Its a juvenile, multisystem disorder caused by deletions in mitochondrial DNA (mtDNA) manifested as severe, refractory sideroblastic anemia, neutropenia, vacuolated cells in bone-marrow precursors, exocrine pancreas insufficiency, malabsorption, and growth failure.

DIDMOAD syndrome

DIDMOAD syndrome (diabetes insipidus, diabetes mellitus, optic atrophy, and deafness syndrome) is associated with sideroblastic anemia that is responsive to vitamin B-1 (thiamine). The proposed etiology of DIDMOAD syndrome is an inherited defect in thiamine metabolism.

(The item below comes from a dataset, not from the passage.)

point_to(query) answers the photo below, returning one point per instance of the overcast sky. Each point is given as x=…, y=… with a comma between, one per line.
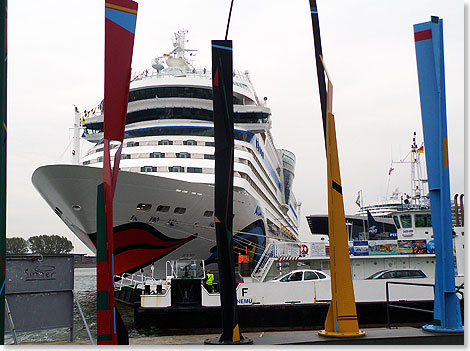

Acquired sideroblastic anemia

  • Of the acquired sideroblastic anemias, refractory anemia with ring sideroblasts (RARS) is a myelodysplastic syndrome characterized by an anemia in which at least 15% of bone marrow erythroblasts are ringed sideroblasts.
  • Approximately 15% of these patients also have thrombocytosis.
  • Copper deficiency
  • Vitamin B-6 (pyridoxine) deficiency
  • Lead poisoning
  • Zinc over dose
  • Excessive alcohol consumption
  • Drugs reported to cause sideroblastic anemia- Fusidic acid, Tetracycline, Isoniazid, Progesterone replacement, Phenacetin, D- penicillamine and chemotherapy drugs
  • Hypothermia
  • Idiopathic

Clinical features

  • Incoordination (cerebellar symptoms)
  • Failure of growth
  • Diarrhea (malabsorption)
  • Polyuria, blindness, deafness (associated with DIDMOAD syndrome)
  • History of exposure to cold for prolonged periods
  • Family history of mitochondrial disease and anemia
  • Chronic dialysis with higher than normal zinc levels
  • General symptoms of anemia, including malaise, fatigue, and dyspnea on exertion

Tests and diagnosis

  • Anemia, mostly moderate, although severe anemia has been reported
  • The mean corpuscular volume (MCV) is usually low, with a microcytic picture;
  • The peripheral smear may exhibit basophilic stippling in cases of lead poisoning
  • Iron studies may show increased a ferritin, high transferrin saturation level with decreased total iron-binding capacity (TIBC).
  • Specific test: Prussian blue stain of RBC in marrow. Shows ringed sideroblasts.
  • Bone marrow aspiration and biopsy


  • Pyridoxine (vitamin B-6) deserves a trial in all cases of sideroblastic anemia as many acquired and certain congenital forms of sideroblastic anemia respond to this relatively safe drug.
  • Pyridoxal phosphate (P5'P) is an active form of pyridoxine and has been successfully used in the treatment of sideroblastic anemias in some cases that are unresponsive to pyridoxine.
  • Thiamine (vitamin B-1) works by an incompletely understood mechanism to correct sideroblastic anemia in DIDMOAD syndrome.
  • Folic acid has been reported to solely reverse sideroblastic changes in some patients
  • Chloroquine has been successfully used to treat pyridoxine-resistant sideroblastic anemia


  • Transfusion is the mainstay of treatment for those whose sideroblastic anemia does not respond to pyridoxine therapy.
  • Transfusion is problematic and should be avoided if the anemia is mild to moderate and the patient asymptomatic
  • Even in the absence of transfusion, patients with sideroblastic anemia are prone to develop iron overload
  • Transfusion in sideroblastic anemia has been known to worsen iron overload and lead to secondary hemochromatosis and cirrhosis. 
  • Iron overload in sideroblastic anemia can be fatal
  • Desferrioxamine can be used if iron overload develops from repeated blood transfusions
  • Deferasirox is a relatively new, oral iron chelator that is being used nowadays
  • Phlebotomy can be performed for iron overload

Bone marrow transplantation

Bone marrow transplantation is a treatment of last resort and is best saved for young patients whose conditions are pyridoxine resistant, transfusion dependent.